Turning new product features into short-form videos automatically using AI

Short-form video is some of the highest-performing marketing content right now. Reels, Shorts, LinkedIn clips. Every platform rewards it. Every algorithm promotes it.

The problem is making it. For a software product, every new feature ideally gets its own clip: a tight 15 to 30 second demo that shows the thing working. Multiply that across features, updates, and campaigns, and you’re looking at a serious production bottleneck. Screen-record, trim, add branding, write a caption, export, upload, repeat. Even a simple reel takes a surprising amount of time to produce well.

I wanted to collapse that into an on-demand step. Describe what the demo should show, and get back a branded, captioned MP4 ready for review.

Here’s how I built that.

The core idea

The system has three layers, each doing one job:

Claude is the director. It reads a plain-language description of the demo (“log in, create a new entry, show the confirmation screen”) and translates it into precise browser actions.
Playwright is the camera operator. Playwright is browser automation software. It opens a real browser, logs in, clicks, types, scrolls, and moves an on-screen cursor like a human would, while recording the entire session.
ffmpeg is the editor. The raw screen recording gets composited into a fixed, on-brand vertical template: logo up top, a headline hook, the live product footage in the middle, a caption and call-to-action at the bottom.

What comes out the other end is a finished 1080×1920 MP4, plus a contact sheet (a grid of key stills) so I can approve the whole thing at a glance.

Why a real browser matters

This isn’t a mockup generator or a prototype tool. Playwright drives an actual browser session against the live product. Real data loads. Real animations play. Hover states, transitions, loading spinners: they all show up because they’re actually happening.

That matters for trust. Viewers can tell the difference between a polished screen recording of real software and a stitched-together set of screenshots. The uncanny valley of fake product demos is a real thing, and this sidesteps it entirely.

It also means the recordings stay accurate automatically. When the UI changes, the next video captures the current version. No reshooting, no “this screenshot is from three releases ago” problem.

Reusable recipes

The system isn’t one monolithic script.

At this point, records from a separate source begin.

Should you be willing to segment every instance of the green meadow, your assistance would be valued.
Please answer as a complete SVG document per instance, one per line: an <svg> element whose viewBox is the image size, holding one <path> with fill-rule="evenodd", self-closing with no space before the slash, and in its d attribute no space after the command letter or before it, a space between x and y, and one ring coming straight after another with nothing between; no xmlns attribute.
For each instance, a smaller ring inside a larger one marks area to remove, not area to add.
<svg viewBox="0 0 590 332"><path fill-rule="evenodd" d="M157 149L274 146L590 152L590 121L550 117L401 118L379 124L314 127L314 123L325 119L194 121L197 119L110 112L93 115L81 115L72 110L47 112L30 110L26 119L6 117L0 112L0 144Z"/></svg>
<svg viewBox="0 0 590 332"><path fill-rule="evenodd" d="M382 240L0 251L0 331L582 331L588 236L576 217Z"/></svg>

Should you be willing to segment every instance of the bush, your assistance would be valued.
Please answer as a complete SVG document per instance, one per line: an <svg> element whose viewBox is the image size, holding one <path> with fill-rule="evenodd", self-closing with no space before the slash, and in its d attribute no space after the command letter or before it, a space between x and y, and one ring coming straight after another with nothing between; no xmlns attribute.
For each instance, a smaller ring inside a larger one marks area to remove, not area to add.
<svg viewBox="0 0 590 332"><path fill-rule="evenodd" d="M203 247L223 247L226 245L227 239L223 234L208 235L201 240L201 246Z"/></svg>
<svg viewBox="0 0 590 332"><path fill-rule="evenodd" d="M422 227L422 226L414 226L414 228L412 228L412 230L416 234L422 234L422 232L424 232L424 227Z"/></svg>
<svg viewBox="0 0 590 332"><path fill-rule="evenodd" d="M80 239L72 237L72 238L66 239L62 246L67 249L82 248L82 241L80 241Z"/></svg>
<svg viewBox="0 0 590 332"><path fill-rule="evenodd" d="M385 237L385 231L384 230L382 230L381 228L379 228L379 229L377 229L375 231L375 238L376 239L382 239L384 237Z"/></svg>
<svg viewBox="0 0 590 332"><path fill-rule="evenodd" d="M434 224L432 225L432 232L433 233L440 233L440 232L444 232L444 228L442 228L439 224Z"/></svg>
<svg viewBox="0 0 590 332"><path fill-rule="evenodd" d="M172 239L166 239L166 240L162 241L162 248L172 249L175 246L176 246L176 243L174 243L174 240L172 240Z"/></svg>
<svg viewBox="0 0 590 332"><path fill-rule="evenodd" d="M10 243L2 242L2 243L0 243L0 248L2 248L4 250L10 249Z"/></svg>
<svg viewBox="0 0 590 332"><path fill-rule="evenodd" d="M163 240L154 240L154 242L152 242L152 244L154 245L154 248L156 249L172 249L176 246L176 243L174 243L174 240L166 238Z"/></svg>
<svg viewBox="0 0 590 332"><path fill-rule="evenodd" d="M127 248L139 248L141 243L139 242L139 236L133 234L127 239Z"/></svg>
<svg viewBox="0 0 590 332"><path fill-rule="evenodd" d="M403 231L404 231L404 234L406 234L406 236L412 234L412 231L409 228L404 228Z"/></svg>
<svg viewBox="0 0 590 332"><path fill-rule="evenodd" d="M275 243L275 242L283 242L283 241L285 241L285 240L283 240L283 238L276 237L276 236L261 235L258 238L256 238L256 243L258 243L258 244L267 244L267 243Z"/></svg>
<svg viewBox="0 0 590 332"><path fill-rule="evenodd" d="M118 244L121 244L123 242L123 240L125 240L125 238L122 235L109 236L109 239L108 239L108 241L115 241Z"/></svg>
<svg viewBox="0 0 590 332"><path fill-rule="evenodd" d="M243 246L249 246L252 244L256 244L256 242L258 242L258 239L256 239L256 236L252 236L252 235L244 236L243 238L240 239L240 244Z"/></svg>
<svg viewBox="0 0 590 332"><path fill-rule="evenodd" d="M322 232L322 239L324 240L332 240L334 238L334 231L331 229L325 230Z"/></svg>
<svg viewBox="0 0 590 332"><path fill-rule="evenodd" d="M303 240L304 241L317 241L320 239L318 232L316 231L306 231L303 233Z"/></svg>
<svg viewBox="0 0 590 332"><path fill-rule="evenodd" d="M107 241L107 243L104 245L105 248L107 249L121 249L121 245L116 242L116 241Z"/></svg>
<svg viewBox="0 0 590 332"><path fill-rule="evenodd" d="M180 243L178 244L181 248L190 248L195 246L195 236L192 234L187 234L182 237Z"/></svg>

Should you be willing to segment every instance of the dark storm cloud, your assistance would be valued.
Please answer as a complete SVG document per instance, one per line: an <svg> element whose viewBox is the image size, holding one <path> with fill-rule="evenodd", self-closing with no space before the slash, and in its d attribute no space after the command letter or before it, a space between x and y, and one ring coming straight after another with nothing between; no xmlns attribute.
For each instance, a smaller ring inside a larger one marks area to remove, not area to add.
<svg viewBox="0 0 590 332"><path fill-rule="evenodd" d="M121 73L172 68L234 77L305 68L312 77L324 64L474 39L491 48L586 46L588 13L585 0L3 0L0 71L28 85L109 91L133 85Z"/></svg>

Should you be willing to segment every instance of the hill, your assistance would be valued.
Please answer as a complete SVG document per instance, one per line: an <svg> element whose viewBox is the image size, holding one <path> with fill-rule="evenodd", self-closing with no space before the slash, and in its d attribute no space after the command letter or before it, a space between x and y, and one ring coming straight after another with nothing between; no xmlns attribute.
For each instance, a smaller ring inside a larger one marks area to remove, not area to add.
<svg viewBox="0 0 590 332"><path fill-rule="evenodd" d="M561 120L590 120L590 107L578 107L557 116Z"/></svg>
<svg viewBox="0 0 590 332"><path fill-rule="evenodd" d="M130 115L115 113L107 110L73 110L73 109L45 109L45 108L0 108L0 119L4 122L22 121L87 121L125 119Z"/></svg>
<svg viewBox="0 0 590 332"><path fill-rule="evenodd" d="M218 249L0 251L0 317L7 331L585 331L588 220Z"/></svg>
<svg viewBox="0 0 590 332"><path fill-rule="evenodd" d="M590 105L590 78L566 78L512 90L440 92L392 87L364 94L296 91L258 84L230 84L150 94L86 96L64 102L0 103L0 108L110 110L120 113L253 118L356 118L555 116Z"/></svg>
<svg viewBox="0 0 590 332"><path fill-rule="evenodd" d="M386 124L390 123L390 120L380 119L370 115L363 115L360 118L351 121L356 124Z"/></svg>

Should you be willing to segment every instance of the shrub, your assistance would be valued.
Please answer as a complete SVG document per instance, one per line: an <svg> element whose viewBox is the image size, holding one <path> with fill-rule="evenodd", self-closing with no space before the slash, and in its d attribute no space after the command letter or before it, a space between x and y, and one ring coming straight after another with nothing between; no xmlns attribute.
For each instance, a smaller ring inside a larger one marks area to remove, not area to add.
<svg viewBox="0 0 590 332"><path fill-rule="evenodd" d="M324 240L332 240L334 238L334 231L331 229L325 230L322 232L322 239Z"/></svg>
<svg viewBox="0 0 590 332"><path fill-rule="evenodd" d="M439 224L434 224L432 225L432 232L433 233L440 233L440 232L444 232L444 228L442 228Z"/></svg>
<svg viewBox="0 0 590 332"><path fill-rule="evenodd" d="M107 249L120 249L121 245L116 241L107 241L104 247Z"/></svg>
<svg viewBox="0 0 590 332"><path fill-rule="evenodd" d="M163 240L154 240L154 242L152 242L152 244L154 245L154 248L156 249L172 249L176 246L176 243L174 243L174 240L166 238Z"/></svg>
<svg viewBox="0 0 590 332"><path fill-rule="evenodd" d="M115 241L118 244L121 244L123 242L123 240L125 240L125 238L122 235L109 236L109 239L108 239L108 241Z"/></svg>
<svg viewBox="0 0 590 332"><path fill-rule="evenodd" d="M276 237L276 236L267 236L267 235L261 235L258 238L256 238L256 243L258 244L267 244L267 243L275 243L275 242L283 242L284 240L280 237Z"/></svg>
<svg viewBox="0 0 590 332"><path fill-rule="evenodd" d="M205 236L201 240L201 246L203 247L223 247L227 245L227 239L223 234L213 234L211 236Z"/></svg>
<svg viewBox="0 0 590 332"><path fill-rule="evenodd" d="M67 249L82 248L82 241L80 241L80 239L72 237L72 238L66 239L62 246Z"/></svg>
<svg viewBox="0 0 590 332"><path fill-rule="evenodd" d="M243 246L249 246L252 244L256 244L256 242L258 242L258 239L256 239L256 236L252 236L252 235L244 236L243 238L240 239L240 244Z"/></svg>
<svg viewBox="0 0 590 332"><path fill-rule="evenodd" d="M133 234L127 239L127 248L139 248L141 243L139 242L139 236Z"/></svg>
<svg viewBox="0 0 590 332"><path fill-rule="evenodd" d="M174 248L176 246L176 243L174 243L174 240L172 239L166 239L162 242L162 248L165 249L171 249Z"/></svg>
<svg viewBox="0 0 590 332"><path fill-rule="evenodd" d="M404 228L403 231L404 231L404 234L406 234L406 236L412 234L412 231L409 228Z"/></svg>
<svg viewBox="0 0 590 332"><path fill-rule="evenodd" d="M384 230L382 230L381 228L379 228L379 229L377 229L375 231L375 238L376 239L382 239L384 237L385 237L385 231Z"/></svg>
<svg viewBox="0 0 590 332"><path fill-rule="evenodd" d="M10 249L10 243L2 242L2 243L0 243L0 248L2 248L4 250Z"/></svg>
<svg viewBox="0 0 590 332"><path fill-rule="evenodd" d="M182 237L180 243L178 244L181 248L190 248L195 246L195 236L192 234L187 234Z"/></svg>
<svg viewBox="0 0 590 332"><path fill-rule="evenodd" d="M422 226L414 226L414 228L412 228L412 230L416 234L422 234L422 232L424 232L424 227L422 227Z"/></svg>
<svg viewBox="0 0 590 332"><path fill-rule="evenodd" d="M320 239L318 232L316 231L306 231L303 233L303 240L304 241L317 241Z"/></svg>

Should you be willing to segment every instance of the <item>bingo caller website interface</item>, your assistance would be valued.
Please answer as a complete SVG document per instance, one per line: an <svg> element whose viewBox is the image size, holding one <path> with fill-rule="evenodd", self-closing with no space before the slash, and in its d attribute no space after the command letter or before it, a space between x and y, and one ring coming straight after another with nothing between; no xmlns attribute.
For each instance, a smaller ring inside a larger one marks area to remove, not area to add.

It’s a small library of capture patterns, each one designed for a different kind of demo:

Scroll through a page (showcase a long form, a directory, a report)
Zoom into a single control (highlight a specific feature or setting)
Walk through a multi-step workflow (create, edit, save)
Perform a front-end interaction (search, filter, bulk actions)
Drag to reorder (show drag-and-drop working in real time)
Open a settings dialog (reveal configuration options)
Fly through a 3D map (the fun one, more on this below)

Each new video is mostly a config change, not new code. You specify the URL, the steps, the headline text, and which recipe to use. A new feature can become a reel in minutes rather than hours.

The 3D map flythrough

The most cinematic recipe so far. I have a GravityView map showing store locations built from form entries. The reel opens on a flat 2D satellite view, then the camera lifts and dives down into a photorealistic 3D Manhattan skyline, weaving between skyscrapers.

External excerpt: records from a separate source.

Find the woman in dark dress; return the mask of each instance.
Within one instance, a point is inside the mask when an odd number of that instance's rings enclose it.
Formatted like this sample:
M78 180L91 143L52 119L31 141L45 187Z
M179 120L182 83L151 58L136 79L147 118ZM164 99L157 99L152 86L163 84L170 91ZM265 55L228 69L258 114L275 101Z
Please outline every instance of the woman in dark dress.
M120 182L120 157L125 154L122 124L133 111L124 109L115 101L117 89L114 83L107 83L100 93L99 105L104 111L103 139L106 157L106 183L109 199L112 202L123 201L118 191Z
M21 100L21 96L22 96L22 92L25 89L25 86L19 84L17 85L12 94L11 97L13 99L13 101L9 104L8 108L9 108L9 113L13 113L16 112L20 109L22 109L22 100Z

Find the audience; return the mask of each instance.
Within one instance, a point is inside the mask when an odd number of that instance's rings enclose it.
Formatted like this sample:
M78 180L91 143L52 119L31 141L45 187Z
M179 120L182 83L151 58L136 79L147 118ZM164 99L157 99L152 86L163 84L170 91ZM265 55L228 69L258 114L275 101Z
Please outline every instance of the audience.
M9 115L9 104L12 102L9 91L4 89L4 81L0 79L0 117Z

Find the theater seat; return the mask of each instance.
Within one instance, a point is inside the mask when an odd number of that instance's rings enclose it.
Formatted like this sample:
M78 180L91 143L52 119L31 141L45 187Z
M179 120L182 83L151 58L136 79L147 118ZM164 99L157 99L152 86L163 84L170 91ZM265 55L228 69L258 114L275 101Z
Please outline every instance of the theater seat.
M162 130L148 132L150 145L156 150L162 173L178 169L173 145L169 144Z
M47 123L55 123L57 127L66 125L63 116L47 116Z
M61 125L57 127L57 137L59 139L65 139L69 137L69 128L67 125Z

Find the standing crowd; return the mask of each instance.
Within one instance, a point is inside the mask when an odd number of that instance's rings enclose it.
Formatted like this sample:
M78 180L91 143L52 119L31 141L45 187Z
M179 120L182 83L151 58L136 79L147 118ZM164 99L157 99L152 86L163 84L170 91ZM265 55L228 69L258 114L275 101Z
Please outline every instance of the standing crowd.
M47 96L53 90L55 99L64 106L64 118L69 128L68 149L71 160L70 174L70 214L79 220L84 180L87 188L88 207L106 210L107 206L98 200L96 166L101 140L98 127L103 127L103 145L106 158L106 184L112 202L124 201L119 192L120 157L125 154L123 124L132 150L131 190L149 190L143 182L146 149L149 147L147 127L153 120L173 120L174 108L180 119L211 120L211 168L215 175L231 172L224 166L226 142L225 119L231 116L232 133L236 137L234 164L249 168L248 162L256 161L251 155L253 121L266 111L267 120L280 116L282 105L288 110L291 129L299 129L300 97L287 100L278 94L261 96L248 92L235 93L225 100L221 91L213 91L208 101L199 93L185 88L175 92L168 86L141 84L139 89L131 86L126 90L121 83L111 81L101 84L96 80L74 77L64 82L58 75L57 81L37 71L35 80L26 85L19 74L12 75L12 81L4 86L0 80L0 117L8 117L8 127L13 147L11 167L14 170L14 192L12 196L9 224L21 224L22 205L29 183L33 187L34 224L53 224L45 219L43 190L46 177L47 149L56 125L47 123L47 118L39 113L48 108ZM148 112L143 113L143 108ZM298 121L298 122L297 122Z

The smooth camera move isn’t hand-animated. I’m using Google Maps’ own 3D camera controls, and the AI simply tells it where to fly: starting altitude, target coordinates, pitch angle, bearing. Google’s renderer does the heavy lifting of making it look cinematic.

This is the “work smarter” beat of the whole project. Rather than building a custom 3D animation pipeline, I found that the mapping platform already had beautiful camera movement built in. I just needed something to drive it programmatically.

One wrinkle: photorealistic 3D tiles only render with real graphics hardware. This recipe runs a visible (headed) browser instead of an invisible (headless) one, so the GPU can do its thing. A small constraint, but worth knowing.

Honest lessons from behind the scenes

A real browser means real-world quirks. Pop-ups appear. Cookie banners load. Elements take longer to render than expected. The automation needs to handle all of that gracefully, or the recording captures a half-loaded screen.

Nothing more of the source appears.